Uma das artistas que passou pelo laboratório foi a sua própria mulher, a artista visual Marta de Menezes, com quem o cientista já fez dois trabalhos colaborativos. O primeiro foi a obra Immortality for Two, em que criaram em laboratório células imortais do sangue de ambos, que são expostas em dois frascos pequenos, em pontos opostos de uma mesa. “Existe um microscópio escondido que tira imagens em tempo real das células e as projecta no tampo da mesa, usado como ecrã. A ideia da Marta foi explorar a ideia de que a imortalidade tem sempre um preço e, neste caso, é o isolamento perpétuo: as células do sistema imunitário, se estiverem em contacto, vão destruir-se umas às outras.” O único ponto em que elas podem estar juntas é no espaço virtual, no centro da mesa, onde as duas projecções de vídeo se sobrepõem.
Na segunda peça, Anti-Marta, reproduziram as experiências desenvolvidas nos final dos anos 1960 para identificar as regras da histocompatibilidade – que permitem fazer a correspondência entre dador e receptor de transplantes. Com a ajuda de um cirurgião, Marta e Luís fizeram transplantes de pequenos círculos de pele, com cerca de um centímetro de diâmetro, do antebraço de um para o do outro. “Foram ambos rejeitados, como calculávamos que iria acontecer. A ideia foi explorar o conceito da identidade.” A instalação é apresentada também numa mesa em que os visitantes são convidados a colocar o seu próprio antebraço, sendo que é sobre ele que são projectadas as imagens da cirurgia e um time-lapse dos transplantes a serem rejeitados.
Mas ao mesmo tempo que a obra mostra os limites da identidade, também mostra como essa extraordinária capacidade do sistema imunitário – a memória – cria laços eternos com tudo o que contacta. “O transplante resulta na aquisição de um novo sentido, uma espécie de sexto sentido, para ambos: uma vez que a rejeição conduz à produção de anticorpos.

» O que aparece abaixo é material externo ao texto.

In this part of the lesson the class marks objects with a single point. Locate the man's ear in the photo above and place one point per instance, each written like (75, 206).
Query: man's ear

Ao nível molecular, as células de cada um de nós adquiriram a capacidade de reconhecer o outro para sempre.”
Este artigo faz parte de uma série sobre investigação científica de ponta e é uma parceria entre o Observador, a Fundação “la Caixa” e o BPI. O projeto Harnessing Germinal Centre Regulation for ImprovedVaccines, liderado por Luís Graça, do Imm, foi um dos 33 selecionados (13 em Portugal) – entre 546 candidaturas – para financiamento pela fundação sediada em Barcelona, ao abrigo da edição de 2022 do Concurso CaixaResearch de Investigação em Saúde. O investigador recebeu 500mil euros para desenvolver o projeto ao longo de três anos. As candidaturas para a edição de 2022 encerram a 15 de novembro.